Winter in meteorology is all of December, January and February. Those are the three driest months of the year on the Front Range and eastern plains.

Denver for example, only gets about 8% of its precipitation during those months. Ft. Collins gets 9% and Akron only about 6%.

RELATED: Surge in citizen scientists measuring snow in 2020

It’s the rain in April through August that’s really important, and that’s what was lacking in 2020 when this bad drought began.

“When you shift over to the mountains and the higher elevations, you’re going to start to see that the precipitation is more important in the winter,” said Bolinger. 

For instance, Dillon gets about 22% of its annual precipitation from winter snow. Winter Park and Gunnison get about 25%.

It hurts the drought much more in those areas when the winter has below-average snow, which it has so far in those areas. 

Even in the mountains, the big precipitation months are in the spring and summer. The Colorado Climate Center has some very interesting maps showing which months the precipitation is more important. 

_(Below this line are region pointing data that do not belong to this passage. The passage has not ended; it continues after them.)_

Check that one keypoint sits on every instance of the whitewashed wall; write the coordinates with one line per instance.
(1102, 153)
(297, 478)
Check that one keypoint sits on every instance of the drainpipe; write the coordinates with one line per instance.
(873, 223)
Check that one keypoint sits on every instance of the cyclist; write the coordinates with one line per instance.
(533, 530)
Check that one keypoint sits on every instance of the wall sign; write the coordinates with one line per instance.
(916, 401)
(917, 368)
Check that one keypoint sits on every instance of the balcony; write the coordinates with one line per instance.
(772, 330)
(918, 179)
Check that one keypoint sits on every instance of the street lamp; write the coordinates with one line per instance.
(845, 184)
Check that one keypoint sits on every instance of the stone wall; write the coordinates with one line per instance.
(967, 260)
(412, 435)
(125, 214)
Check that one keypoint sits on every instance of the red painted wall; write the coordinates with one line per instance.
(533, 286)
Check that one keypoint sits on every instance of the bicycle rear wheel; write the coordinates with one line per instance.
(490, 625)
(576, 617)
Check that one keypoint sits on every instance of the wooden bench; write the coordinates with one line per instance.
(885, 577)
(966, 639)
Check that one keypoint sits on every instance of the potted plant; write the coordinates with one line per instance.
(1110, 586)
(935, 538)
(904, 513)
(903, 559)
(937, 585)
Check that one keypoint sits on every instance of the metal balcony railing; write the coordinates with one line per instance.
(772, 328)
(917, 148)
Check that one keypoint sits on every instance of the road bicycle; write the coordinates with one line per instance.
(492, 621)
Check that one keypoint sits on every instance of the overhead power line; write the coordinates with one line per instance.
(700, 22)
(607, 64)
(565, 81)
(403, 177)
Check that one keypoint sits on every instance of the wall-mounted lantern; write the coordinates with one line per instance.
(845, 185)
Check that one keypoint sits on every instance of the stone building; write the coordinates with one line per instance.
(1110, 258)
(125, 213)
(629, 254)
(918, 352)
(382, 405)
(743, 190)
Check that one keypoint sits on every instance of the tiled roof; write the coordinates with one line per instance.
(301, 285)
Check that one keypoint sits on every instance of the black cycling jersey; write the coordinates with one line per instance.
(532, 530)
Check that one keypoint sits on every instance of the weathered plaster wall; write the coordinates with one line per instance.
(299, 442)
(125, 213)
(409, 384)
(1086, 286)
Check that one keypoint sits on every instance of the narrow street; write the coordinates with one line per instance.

The northern mountains have more emphasis on the spring, which could be either rain or snow. And the southern mountains have more emphasis on the summer months, which would be mostly monsoon rains.

Credit: Colorado Climate Center
February Precipitation Climatology in Colorado
Credit: Colorado Climate Center
April Precipitation Climatology in Colorado

See the rest of the maps from the Colorado Climate Center here.

2020 was a good example about how rain is still king in Colorado precipitation. The state finished the snowpack season in mid-April with slightly above average snowpack, and even higher snowpack averages in the northern mountains. Wildfire danger and drought conditions were very low at that time, but then the precipitation stopped coming in May through the end of August and well, we all know what happened. The biggest wildfire season in state history. 

RELATED: Here's a look at all the wildfires burning in Colorado right now

"Just because the snow is good, doesn't mean that the snow is efficient," said Bolinger. "Which means other factors that come with below average precipitation like evaporation and sublimation can take over the climate quickly."

So don't feel bad about wanting a dry winter. Liking a dry winter doesn't make a dry winter worse, and the weather stats show that the other nine months of the year are much more impactful.